Ownership by Our Directors and Executive Officers
 
Our Board of Directors has adopted stock ownership targets for our directors and executive officers to further align their interests with our stockholders. The target for non-management directors is a level of stock ownership that is five times their annual cash compensation as directors. The level of stock ownership for executive officers varies by position and their stock ownership targets are as follows:  five times base salary for our chief executive officer; three times base salary for our president; and two times base salary for other executive officers of ProAssurance. Directors and executive officers are encouraged to achieve these levels within the first five years of service.

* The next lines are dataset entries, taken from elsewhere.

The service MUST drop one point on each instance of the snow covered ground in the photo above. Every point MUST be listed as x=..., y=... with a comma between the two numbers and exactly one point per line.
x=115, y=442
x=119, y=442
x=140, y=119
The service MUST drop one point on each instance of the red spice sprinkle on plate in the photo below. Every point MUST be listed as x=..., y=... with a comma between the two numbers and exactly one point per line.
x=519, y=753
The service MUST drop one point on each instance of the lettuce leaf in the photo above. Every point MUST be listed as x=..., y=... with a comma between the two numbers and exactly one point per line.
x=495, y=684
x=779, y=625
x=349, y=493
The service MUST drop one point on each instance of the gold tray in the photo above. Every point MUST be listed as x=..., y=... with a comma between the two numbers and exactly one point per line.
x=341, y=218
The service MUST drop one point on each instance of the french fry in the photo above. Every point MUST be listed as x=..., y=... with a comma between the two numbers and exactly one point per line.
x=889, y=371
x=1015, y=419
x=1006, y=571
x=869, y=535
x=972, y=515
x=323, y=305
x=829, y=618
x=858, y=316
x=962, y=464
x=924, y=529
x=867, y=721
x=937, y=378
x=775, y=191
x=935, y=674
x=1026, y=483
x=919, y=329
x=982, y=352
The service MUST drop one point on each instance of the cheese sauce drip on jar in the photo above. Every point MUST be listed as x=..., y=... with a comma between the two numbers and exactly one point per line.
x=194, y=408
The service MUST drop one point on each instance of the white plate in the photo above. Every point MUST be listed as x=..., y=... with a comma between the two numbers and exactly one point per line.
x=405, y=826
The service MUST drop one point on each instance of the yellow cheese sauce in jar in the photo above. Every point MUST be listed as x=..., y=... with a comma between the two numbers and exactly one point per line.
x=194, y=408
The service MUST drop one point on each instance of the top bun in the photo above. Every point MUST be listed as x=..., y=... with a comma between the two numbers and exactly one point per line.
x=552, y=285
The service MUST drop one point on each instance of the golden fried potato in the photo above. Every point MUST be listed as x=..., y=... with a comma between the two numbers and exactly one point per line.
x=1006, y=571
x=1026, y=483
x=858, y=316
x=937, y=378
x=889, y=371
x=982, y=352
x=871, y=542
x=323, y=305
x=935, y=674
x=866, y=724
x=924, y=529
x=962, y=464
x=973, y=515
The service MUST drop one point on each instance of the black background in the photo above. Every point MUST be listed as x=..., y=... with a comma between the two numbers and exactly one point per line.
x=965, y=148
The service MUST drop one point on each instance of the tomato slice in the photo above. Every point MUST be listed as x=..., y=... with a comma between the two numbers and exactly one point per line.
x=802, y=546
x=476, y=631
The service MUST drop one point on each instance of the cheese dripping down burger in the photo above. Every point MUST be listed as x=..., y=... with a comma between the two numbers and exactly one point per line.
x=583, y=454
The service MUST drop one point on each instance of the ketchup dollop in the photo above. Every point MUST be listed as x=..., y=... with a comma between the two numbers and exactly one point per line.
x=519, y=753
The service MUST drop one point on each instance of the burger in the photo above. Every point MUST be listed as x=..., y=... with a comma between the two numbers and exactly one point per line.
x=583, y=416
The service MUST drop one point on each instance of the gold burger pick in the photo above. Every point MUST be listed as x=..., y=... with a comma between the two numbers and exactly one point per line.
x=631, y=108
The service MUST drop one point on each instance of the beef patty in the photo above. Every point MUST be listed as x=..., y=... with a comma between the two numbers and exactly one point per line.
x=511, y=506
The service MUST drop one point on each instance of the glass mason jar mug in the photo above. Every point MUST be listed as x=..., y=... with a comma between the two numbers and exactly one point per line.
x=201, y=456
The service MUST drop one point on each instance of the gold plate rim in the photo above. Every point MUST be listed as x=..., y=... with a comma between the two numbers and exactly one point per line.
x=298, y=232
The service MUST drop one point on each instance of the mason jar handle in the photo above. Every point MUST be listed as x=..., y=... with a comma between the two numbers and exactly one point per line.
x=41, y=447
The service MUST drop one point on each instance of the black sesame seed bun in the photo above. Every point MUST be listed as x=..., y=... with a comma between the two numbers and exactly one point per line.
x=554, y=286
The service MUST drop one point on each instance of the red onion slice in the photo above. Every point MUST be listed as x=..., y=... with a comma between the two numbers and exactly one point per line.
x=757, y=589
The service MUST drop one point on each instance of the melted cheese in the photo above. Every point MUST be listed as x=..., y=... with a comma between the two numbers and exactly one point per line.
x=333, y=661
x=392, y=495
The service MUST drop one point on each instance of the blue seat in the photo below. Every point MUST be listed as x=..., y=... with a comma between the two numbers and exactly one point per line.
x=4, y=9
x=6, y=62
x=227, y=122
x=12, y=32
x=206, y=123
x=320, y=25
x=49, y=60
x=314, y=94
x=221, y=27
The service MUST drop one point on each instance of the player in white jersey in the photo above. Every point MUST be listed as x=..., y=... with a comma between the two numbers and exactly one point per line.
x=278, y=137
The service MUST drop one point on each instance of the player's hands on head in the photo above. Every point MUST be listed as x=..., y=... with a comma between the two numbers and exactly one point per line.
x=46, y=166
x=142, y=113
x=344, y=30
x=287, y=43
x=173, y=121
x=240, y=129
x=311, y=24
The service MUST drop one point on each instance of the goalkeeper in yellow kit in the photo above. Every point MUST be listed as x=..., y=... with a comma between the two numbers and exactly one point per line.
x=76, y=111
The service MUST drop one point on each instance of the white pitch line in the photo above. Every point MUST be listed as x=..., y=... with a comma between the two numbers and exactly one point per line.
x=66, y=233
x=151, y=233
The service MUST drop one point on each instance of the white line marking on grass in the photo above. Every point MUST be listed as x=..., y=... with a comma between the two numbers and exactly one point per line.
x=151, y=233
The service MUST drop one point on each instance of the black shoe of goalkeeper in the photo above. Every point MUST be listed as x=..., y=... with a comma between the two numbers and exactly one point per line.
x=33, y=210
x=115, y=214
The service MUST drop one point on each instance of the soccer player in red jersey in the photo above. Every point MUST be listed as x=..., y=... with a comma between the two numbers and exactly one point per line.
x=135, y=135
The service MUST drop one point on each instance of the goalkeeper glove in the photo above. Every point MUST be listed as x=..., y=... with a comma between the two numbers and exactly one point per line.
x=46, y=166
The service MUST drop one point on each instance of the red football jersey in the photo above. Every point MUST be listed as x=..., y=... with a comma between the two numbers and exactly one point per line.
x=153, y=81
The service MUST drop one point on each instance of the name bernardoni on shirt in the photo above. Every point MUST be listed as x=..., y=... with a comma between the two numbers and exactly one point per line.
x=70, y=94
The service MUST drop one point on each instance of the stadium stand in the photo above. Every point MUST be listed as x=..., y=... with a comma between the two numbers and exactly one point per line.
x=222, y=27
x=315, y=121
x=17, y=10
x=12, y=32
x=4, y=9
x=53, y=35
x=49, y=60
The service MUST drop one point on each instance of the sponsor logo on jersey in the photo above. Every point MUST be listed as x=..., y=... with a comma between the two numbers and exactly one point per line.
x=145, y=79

The following table sets forth, as of March 31, 2009, information regarding the ownership of Common Stock by:
· our executive officers named in the "Summary Compensation Table" under Executive Compensation which we refer to as the Named Executive Officers;
· our directors; and
· all of our directors and officers as a group.

Stockholders
Amount and Nature of Beneficial Ownership (1)
Percent
of Class
 
Directors
 
   
Victor T. Adamo, Esq., CPCU (2) (3)
98,134
*
Lucian F. Bloodworth (3)
6.973
*
Robert E. Flowers, M.D. (3)
30,999
*
William J. Listwan, M.D.(3)
9,615
*
John J. McMahon, Jr. (3)
7,701
*
Drayton Nabers, Jr.
4,329
*
W. Stancil Starnes(2)
129,426
*
John P. North (3)
7,084
*
Ann F. Putallaz (3)
15,756
*
William H. Woodhams, M.D. (3)
24,041
*
Wilfred W. Yeargan, M.D. (3)(4)
11,088
*
 
Other Named Executive Officers
 
   
Edward L. Rand, Jr., C.P.A.
55,413
*
Howard H. Friedman(5)
156,622
*
Darryl K. Thomas
75,704
*
 
All Directors and Officers as a Group
(14 Persons) (2) (3)
684,482
2.0%
   
* Less than 1%

 
(1) 
Except as otherwise indicated, the persons named in the above table have sole voting power and investment power with respect to all shares of Common Stock shown as beneficially owned by them. The information as to beneficial ownership of Common Stock has been furnished by the respective persons listed in the above table. The information excludes stock options and performance shares granted to executive officers, except for the number of shares that may be acquired pursuant to unexercised options on or before May 31, 2009 as indicated in note 2.
 
(2) 
Includes 374,087 shares that may be acquired by all officers and directors as a group upon exercise of stock options on or before May 31, 2009. Of this amount the named officers and directors hold options for the following number of shares: Mr. Starnes – 104,000 shares; Mr. Adamo - 48,000 shares; Mr. Rand – 43,000 shares; Mr. Friedman – 135,000 shares; and Mr. Thomas – 27,500 shares. Also includes 3,345 shares beneficially held for the account of all officers and directors as a group in ProAssurance's Retirement Plan, of which 1,320 shares are held for the account of Mr. Thomas.
 
(3) 
Includes 6,595 shares subject to forfeiture by all officers and directors as a group under ProAssurance's Stock Ownership Plan. Of this amount the named executive officers and directors hold the following: 470 shares in the account of each of Messrs. Adamo, Rand, Friedman, Thomas, Bloodworth, Flowers, McMahon, North, Yeargan and Ms. Putallaz, 353 shares in the account of Dr. Woodhams, 238 shares in the accounts of Mr. Starnes and Dr. Listwan and 126 shares in the account of Mr. Nabers.
 
(4)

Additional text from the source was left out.